Kolejny raz pomocy w Polsce szuka bezprawnie rozbita rodzina z wysoko rozwiniętego kraju. Do Polski tym razem zdecydowali się uciec z Holandii rodzice chorego na autyzm 7. letniego Martina. Chłopiec został bezprawnie odebrany rodzicom po tym, jak sąsiedzi poinformowali władze o rzekomych zaniedbaniach z ich strony.

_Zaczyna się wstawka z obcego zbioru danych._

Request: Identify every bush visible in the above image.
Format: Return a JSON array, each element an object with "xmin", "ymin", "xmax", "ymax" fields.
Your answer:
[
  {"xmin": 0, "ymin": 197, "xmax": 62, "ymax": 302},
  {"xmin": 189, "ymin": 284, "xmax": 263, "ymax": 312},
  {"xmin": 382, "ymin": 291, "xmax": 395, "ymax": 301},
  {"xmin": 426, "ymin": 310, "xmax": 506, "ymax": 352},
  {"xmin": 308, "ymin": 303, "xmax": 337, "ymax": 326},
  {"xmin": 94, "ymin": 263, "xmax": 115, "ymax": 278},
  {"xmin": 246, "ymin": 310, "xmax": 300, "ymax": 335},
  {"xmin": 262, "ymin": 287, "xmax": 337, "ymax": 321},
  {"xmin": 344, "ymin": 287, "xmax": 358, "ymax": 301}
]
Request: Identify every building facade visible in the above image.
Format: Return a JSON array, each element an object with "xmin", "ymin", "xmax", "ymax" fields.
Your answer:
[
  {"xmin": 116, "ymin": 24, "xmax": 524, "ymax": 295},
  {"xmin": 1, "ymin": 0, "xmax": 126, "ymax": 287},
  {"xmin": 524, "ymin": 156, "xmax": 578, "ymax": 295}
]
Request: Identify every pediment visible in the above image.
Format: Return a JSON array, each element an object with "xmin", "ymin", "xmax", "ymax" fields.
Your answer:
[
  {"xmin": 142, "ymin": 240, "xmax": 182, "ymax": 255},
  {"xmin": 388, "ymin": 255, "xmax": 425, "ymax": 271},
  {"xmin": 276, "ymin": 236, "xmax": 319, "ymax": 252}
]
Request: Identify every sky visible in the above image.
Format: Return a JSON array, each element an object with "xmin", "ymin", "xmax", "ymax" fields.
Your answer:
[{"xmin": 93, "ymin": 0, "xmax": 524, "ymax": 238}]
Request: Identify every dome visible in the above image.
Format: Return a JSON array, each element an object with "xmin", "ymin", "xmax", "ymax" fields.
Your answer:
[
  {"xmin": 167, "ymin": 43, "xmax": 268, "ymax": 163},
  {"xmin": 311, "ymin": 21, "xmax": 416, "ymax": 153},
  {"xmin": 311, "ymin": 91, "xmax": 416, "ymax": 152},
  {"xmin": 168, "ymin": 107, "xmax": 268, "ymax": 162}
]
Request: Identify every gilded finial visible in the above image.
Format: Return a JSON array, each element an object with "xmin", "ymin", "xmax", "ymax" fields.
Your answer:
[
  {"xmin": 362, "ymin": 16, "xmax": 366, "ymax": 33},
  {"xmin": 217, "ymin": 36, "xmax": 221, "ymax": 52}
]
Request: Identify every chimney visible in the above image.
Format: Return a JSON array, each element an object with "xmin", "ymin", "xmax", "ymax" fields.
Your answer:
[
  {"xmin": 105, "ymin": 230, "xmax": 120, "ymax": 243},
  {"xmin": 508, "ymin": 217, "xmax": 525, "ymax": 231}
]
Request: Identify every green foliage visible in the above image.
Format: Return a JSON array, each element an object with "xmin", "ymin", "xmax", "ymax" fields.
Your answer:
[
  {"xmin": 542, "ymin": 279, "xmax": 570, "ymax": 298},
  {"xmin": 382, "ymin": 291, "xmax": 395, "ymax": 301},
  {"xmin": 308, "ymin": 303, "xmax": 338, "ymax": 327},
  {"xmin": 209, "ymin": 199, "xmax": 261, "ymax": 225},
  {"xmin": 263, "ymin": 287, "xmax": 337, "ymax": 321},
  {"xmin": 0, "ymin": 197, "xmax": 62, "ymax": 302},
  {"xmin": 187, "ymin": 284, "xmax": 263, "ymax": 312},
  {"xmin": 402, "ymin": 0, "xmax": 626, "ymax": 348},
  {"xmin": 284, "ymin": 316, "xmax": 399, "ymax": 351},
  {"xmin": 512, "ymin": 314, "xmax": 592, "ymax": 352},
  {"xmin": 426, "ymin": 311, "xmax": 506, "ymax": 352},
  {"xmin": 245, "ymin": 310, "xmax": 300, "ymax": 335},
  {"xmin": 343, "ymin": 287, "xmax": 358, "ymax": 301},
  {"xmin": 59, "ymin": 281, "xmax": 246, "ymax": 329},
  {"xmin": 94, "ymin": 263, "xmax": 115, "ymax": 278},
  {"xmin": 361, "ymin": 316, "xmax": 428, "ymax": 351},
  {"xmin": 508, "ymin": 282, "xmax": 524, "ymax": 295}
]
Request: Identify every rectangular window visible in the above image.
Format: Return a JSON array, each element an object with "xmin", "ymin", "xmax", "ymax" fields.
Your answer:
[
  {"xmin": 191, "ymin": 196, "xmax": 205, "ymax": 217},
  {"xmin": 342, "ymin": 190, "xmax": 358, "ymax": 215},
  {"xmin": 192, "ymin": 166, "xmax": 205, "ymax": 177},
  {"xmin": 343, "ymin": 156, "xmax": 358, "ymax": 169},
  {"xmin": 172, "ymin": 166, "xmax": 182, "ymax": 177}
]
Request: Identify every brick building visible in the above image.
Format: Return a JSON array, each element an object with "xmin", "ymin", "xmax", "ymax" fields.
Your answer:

7. letni Martin dorastał w Holandii, w australijsko-rosyjskiej rodzinie. Jego mama, Katya, jest z wykształcenia prawnikiem. Z kolei tata, Conrad, jest informatykiem. Wskutek starań rodziców u chłopca zdiagnozowano autyzm. Jak informuje pełnomocnik rodziny mec. Bartosz Lewandowski, sąsiedzi rodziny zgłosili władzom rzekome zaniedbania ze strony rodziców w wychowaniu chłopca.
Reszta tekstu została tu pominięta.